MaxCompute Migration Service (MMS) migrates data from various data sources to MaxCompute. It integrates with the MaxCompute Spark engine to simplify large-scale data migration from self-managed data sources, which reduces configuration complexity and operations and maintenance (O&M) costs.
Overview
Architecture
MaxCompute Migration Service (MMS) migrates both metadata and data.
Metadata migration: MMS retrieves metadata from the data source using metadata APIs, such as Hive Metastore SDK and DataBricks SDK. It then generates MaxCompute Data Definition Language (DDL) statements and executes them in MaxCompute to complete the metadata migration.

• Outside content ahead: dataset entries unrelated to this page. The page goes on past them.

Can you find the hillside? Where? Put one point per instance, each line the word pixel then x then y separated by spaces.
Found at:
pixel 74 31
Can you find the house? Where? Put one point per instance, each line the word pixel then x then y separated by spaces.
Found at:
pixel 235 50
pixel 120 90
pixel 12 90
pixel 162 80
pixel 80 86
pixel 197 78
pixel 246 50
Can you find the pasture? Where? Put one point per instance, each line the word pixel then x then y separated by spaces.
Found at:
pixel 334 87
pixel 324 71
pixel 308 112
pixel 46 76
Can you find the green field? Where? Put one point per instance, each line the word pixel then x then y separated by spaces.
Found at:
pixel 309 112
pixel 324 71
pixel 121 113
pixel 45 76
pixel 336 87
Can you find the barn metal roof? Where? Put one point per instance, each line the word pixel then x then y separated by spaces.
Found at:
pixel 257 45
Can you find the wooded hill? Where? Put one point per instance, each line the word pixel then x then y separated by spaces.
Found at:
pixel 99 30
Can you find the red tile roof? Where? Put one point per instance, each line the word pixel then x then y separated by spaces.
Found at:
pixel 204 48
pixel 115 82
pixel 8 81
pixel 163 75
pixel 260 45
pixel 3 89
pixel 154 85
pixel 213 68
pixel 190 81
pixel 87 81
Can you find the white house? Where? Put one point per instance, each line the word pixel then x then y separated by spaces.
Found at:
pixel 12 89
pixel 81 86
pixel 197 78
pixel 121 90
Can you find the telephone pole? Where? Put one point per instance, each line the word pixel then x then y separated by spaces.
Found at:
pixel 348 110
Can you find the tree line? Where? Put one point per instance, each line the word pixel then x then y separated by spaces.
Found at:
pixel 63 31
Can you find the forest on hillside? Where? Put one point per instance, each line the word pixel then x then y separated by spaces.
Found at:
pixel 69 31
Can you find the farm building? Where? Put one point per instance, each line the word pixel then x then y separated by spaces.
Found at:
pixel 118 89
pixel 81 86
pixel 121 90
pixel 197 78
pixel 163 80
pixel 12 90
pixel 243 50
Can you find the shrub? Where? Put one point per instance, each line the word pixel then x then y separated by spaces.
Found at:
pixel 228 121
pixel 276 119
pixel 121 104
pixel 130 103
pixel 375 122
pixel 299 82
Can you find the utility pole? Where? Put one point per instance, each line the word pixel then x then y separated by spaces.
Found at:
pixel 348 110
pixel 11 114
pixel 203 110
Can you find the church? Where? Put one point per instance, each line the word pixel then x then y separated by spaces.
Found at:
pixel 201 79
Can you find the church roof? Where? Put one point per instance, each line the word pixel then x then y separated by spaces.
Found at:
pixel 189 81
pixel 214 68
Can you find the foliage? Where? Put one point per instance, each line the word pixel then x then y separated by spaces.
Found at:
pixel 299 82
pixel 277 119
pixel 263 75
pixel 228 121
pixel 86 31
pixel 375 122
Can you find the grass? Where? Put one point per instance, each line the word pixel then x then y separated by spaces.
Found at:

Data migration: After the metadata is synchronized, MMS generates and submits one or more Spark jobs that run on MaxCompute based on the migration job configuration. These Spark jobs pull data from the data source and write it to the target tables in MaxCompute. This process is managed by the MMS service, which eliminates the need for Spark job development and O&M.
Migration flow
The following figure illustrates the workflow of MaxCompute Migration Service (MMS). The process includes the following core steps:
Load metadata: After you create a migration job, MMS connects to the external data source to read and load the metadata, such as table schemas and partition information. MMS then stores the metadata in its own database for later use.
Create a migration job: MMS supports three types of migration jobs: full database migration, partial table migration, and partial partition migration. Each migration job is split into multiple subtasks that run concurrently to migrate data.

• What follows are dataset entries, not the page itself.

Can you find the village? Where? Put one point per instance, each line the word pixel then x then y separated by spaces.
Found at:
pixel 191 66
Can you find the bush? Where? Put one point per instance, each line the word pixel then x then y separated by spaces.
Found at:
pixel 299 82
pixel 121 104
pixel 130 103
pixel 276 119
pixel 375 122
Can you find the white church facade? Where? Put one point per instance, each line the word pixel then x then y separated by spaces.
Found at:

Transfer data and metadata: Each concurrent subtask independently pulls data from the data source. It first creates the corresponding target table or partition in the destination project and then writes the data.
Verify data (Optional): After the data is migrated, MMS can perform a data verification step. It verifies data integrity by comparing the number of rows in the source and destination tables or partitions.
Glossary
Data source
The object to be migrated, such as one or more Hive databases. Different data sources have different data layers. MMS maps the data layers of different data sources to three layers: Database, Schema, and Table. The schema is a property of the table. The following table describes the data layers.
Data source
Data layer
Hive
Database.TableMaxCompute
Project.Schema.TableorProject.TableThe following table lists the data retrieval APIs used by different data sources:
Data source type
Data retrieval API
MaxCompute
Storage API
SQL
BigQuery
Storage Read API
Hive
HDFS or S3
Databricks
Azure Blob Storage
Databricks JDBC
Migration job
A migration job defines the objects to be migrated, which can be a database, multiple tables, or multiple partitions.
Migration task
After you select the objects to migrate and submit the migration job, MMS splits the job into multiple independent migration tasks based on the configuration. A migration task is the actual unit of execution. The task types include Spark and SQL jobs. Each task can correspond to a non-partitioned table or multiple partitions of a partitioned table. The task execution process includes metadata migration, data migration, and data verification.
Data verification
After data migration is complete, MMS performs verification to ensure data consistency. The verification method involves executing
SELECT COUNT(*)on both the source and destination to compare the number of rows in a table or partition. This verifies data integrity. The verification results are recorded in the task logs.
Migration steps
Step 1: Complete the prerequisites before you use MaxCompute Migration Service (MMS).
Step 2: Prepare the data source that you want to migrate. For more information about how to configure different data sources, see Manage the data source.
Step 3: Create and run a migration job.
Step 4: Use the migration monitoring feature in MMS to view the progress and speed of the migration job.
FAQ
What fees are incurred when I use MMS for data migration?
MaxCompute Migration Service (MMS) is free of charge. The following fees are incurred during data migration:
Computing resource fees at the destination: MMS submits Spark or SQL jobs in a MaxCompute project to perform data migration. These jobs consume MaxCompute computing units (CUs) and are billed based on MaxCompute billing standards. The supported billing methods are pay-as-you-go and subscription.
Network traffic fees: Network connections are required during data migration, which incurs network traffic fees.
Data read fees at the source: During data migration, MMS calls the data retrieval APIs of the source to read data. This may incur data read fees from the source, based on its billing rules.
How do I choose between MMS and DataWorks Data Integration for data migration?
MMS: MMS is suitable for one-time, large-batch data migration.
DataWorks Data Integration: This service is suitable for scheduled and continuous data synchronization and integration. It also supports a wide range of data sources.